# Q-Value Electron Capture Kr-81

1. Jun 1, 2015

### says

1. The problem statement, all variables and given/known data
Calculate the Q-value for the electron capture beta decay of Kr-81
(Answer in MeV, correct to 6 significant figures)

Atomic Masses (amu)
Kr-81 = 80.916592(3)
Br-81 = 80.916291(3)

proton 1.00727647
neutron 1.00866501
electron 0.0005485803
2. Relevant equations
Q = ∑mic2-∑mfc2

Electron Capture = ZX +e_ ---> Y+ neutrino

3. The attempt at a solution
Q = (80.916592 + 0.0005485803) - 80.916291
= 0.00084958029 * 931.5020
= 0.7913857 MeV

I found a Q value of .280801 Mev online. Not sure why I'm off by so much...

Q = 80.916592 - 80.916291 = 0.00030099999

Q = 0.00030099999 * 931.5020cMeV
= 0.28038209268
= 0.2803821 Mev (correct to 6 sig figs)

Seems better, but I've calculated this using the atomic masses and not the nuclear masses...

Last edited: Jun 1, 2015
2. Jun 1, 2015

### BvU

one me off. Sets you thinking !
The electron is already in the atomic mass, so you don't add it: that's double counting !
See here (again !)

3. Jun 1, 2015

### says

I've calculated this using the atomic masses and not the nuclear masses though. The answer below looks correct. Do I not have to worry about getting rid of electrons when calculating the Q-value in K-capture?

Q = 80.916592 - 80.916291 = 0.00030099999

Q = 0.00030099999 * 931.5020cMeV
= 0.28038209268
= 0.2803821 Mev (correct to 6 sig figs)

4. Jun 1, 2015

### says

Ok, I tried to calculate Q with the nuclear masses ( atomic mass - mass of electrons)

Q = (( 80.916592 - 0.0192003105* ) - ( 80.916291-0.0192003105 )) * 931.5020

* Initial mass = atomic mass - mass of electrons + mass of one electron that moves into the nucleus.

Q = 0.00030099999 * 931.5020
= 0.28038210199 MeV

5. Jun 2, 2015

### BvU

Yes.
Q = 80.916592 - 80.916291 = 0.00030099999 ? No it's not: it's 0.000301 and now you only have 3 digit accuracy, 280 MeV oops, keV !
(280.8 +- 0.5 here on p. 1624) No way you can find that with 6 digit accuracy anywhere (but again, that's the exercise composers' problem).

Last edited: Jun 2, 2015
6. Jun 2, 2015

### BvU

I suppose that, since the composer of the exercise specified this accuracy it is wisest to stay with the 280.383 keV that you found, so that it is clear from your answer that you did the correct counting. As long as you realize that in fact there are only 3 significant digits.

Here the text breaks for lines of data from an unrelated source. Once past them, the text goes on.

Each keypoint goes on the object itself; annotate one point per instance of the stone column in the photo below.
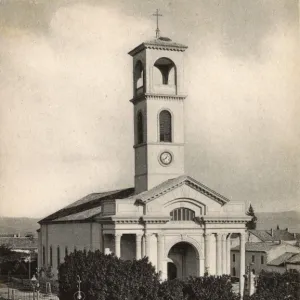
(242, 263)
(224, 254)
(143, 246)
(148, 245)
(219, 254)
(138, 246)
(118, 244)
(160, 252)
(208, 249)
(228, 248)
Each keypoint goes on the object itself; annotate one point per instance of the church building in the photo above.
(183, 226)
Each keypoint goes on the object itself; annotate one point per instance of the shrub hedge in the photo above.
(106, 277)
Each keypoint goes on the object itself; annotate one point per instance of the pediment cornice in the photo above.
(170, 185)
(223, 219)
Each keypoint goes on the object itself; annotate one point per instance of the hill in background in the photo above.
(285, 219)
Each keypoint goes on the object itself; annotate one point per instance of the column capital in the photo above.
(207, 234)
(160, 236)
(219, 236)
(242, 236)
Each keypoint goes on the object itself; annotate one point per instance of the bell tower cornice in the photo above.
(161, 43)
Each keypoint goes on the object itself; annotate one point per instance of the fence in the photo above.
(22, 289)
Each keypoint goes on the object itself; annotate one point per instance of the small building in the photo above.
(293, 263)
(20, 244)
(263, 256)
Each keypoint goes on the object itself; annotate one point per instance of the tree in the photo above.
(107, 277)
(252, 223)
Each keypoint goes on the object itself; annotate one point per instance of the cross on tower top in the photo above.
(157, 15)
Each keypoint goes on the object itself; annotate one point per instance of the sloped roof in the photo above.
(83, 207)
(282, 259)
(83, 215)
(89, 206)
(278, 235)
(19, 242)
(256, 247)
(162, 43)
(294, 259)
(171, 184)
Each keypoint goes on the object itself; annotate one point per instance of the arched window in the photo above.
(51, 256)
(58, 256)
(140, 128)
(66, 251)
(165, 126)
(44, 255)
(182, 214)
(167, 71)
(139, 77)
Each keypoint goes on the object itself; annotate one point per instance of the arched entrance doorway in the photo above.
(184, 261)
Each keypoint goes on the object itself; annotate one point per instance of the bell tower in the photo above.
(158, 101)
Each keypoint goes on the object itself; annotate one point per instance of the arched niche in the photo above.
(139, 78)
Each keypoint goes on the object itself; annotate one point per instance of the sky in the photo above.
(66, 124)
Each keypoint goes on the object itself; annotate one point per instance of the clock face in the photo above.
(166, 158)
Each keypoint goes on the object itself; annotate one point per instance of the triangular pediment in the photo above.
(183, 184)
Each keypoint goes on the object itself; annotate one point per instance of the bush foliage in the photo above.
(276, 286)
(106, 277)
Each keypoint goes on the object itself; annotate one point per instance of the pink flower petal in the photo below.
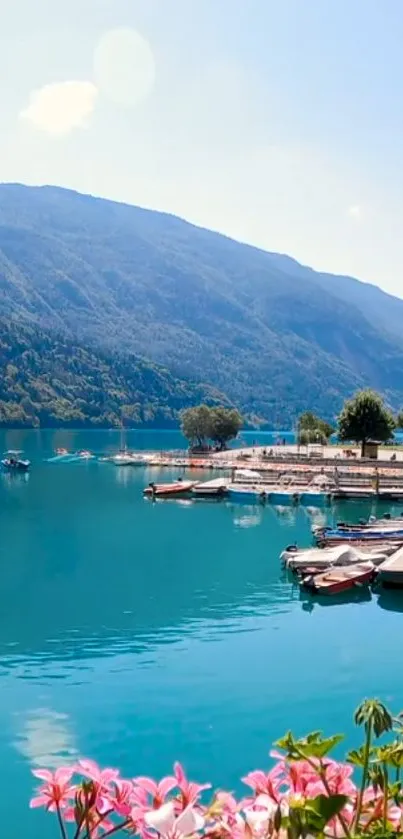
(63, 775)
(179, 773)
(161, 820)
(188, 822)
(108, 775)
(39, 801)
(166, 785)
(147, 784)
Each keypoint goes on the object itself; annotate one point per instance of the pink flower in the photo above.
(56, 792)
(102, 777)
(268, 784)
(120, 797)
(157, 791)
(259, 816)
(190, 791)
(338, 778)
(102, 780)
(169, 826)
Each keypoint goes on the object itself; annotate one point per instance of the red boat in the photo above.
(342, 578)
(173, 490)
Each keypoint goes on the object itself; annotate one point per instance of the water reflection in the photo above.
(45, 738)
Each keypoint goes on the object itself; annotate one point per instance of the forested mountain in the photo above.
(105, 281)
(50, 381)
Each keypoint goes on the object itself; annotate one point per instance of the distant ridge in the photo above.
(272, 336)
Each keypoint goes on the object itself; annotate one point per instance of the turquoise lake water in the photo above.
(140, 633)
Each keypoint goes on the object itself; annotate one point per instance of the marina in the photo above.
(135, 619)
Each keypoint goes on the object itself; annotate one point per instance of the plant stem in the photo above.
(61, 822)
(116, 828)
(364, 774)
(385, 795)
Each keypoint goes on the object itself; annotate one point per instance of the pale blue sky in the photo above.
(278, 122)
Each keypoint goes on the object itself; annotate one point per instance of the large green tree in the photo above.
(196, 424)
(203, 424)
(225, 424)
(365, 417)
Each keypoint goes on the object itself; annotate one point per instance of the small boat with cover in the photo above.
(390, 573)
(336, 580)
(13, 462)
(172, 490)
(341, 555)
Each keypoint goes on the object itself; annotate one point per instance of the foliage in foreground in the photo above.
(202, 424)
(306, 793)
(365, 417)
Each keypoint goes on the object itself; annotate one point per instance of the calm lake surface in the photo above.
(140, 633)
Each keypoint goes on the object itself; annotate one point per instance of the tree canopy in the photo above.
(366, 417)
(313, 429)
(202, 425)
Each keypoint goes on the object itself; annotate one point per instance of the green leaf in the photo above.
(327, 807)
(374, 713)
(357, 756)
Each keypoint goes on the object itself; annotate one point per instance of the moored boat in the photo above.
(13, 462)
(246, 492)
(340, 555)
(336, 580)
(172, 490)
(126, 458)
(390, 573)
(84, 454)
(279, 495)
(314, 498)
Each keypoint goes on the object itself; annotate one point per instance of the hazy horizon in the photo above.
(276, 124)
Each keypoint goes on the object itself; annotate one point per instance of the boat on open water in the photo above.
(13, 462)
(177, 489)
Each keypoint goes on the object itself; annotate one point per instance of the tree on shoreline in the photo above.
(365, 417)
(203, 424)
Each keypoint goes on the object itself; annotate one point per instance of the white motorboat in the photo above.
(390, 573)
(340, 555)
(126, 458)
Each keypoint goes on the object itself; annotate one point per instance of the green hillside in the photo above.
(275, 337)
(49, 381)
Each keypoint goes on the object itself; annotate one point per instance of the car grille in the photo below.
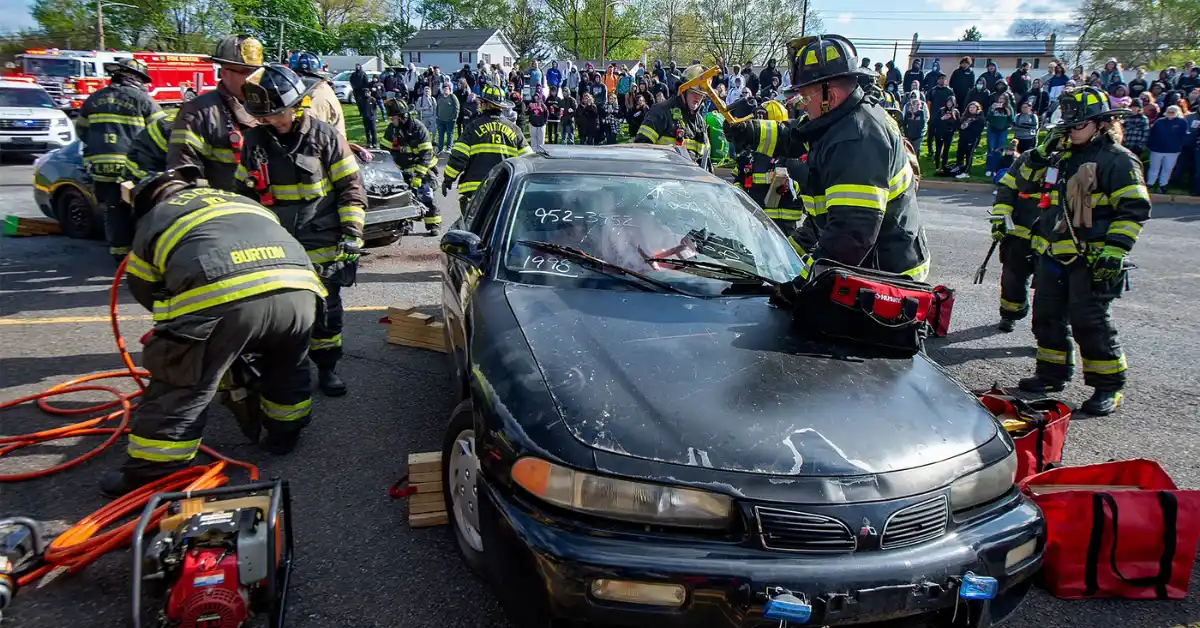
(24, 125)
(791, 531)
(916, 524)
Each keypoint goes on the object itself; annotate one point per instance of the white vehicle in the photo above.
(342, 85)
(30, 120)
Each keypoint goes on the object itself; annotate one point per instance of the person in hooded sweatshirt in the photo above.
(979, 94)
(991, 77)
(913, 75)
(961, 81)
(930, 79)
(937, 97)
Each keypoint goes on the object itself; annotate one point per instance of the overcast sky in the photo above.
(875, 23)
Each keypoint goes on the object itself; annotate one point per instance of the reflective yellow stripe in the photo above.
(862, 196)
(299, 191)
(1105, 366)
(1135, 190)
(169, 238)
(235, 288)
(1055, 356)
(117, 119)
(1125, 227)
(162, 450)
(285, 412)
(324, 344)
(1012, 306)
(141, 269)
(353, 215)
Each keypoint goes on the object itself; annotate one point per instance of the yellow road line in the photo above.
(78, 320)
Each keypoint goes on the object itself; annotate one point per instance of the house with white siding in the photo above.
(453, 48)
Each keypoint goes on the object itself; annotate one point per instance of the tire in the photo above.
(459, 476)
(76, 215)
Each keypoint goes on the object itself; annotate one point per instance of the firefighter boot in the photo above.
(1037, 384)
(330, 383)
(1102, 402)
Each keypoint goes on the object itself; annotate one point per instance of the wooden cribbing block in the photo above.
(411, 328)
(22, 226)
(426, 504)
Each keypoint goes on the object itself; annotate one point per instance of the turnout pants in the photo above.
(1065, 301)
(187, 357)
(119, 223)
(1018, 262)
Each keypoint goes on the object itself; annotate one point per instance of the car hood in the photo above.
(724, 383)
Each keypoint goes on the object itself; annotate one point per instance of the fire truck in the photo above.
(71, 76)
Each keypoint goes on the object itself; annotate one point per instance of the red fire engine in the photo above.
(71, 76)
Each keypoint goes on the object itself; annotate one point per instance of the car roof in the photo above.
(640, 160)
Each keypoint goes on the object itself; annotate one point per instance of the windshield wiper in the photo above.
(603, 267)
(730, 271)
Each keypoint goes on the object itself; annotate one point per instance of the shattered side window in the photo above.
(631, 220)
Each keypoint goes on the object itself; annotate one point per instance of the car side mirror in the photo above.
(465, 246)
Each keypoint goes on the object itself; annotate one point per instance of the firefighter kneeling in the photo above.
(1097, 205)
(222, 279)
(304, 171)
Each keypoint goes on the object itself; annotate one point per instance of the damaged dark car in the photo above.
(643, 440)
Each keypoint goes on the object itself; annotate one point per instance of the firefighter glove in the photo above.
(349, 249)
(1109, 264)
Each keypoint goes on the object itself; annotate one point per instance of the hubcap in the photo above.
(463, 490)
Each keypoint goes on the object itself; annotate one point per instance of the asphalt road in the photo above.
(358, 562)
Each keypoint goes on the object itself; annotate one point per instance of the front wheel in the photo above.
(460, 486)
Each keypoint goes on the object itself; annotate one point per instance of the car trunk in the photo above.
(725, 383)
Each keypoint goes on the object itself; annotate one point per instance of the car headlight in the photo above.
(984, 485)
(618, 498)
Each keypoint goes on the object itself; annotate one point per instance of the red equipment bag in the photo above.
(869, 306)
(1116, 530)
(1038, 428)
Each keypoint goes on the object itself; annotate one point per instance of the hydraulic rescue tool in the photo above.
(220, 556)
(22, 544)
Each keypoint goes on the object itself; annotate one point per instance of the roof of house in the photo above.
(450, 39)
(982, 48)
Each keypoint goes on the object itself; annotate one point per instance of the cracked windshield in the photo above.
(696, 237)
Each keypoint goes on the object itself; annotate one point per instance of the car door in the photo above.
(460, 279)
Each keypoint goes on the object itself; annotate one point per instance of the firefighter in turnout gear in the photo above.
(303, 169)
(858, 178)
(222, 279)
(412, 147)
(148, 154)
(210, 129)
(485, 142)
(1013, 216)
(1095, 211)
(678, 120)
(773, 193)
(108, 121)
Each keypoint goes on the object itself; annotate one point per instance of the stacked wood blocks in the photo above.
(426, 506)
(22, 227)
(411, 328)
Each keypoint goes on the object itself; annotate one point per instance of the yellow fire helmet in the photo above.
(775, 112)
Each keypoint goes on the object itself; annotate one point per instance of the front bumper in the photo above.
(726, 582)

Is it all a bit clear to you now ?
Mind you, explicitly putting nuclear mass = atomic mass - Z * electrons mass is not right because you ignore the binding energies of all the electrons. That you do it on both sides is what saves the numerical value of answer, but ignoring all of them instead of only the one that is involved in the process is too coarse to claim $m_N = m - Zm_e$.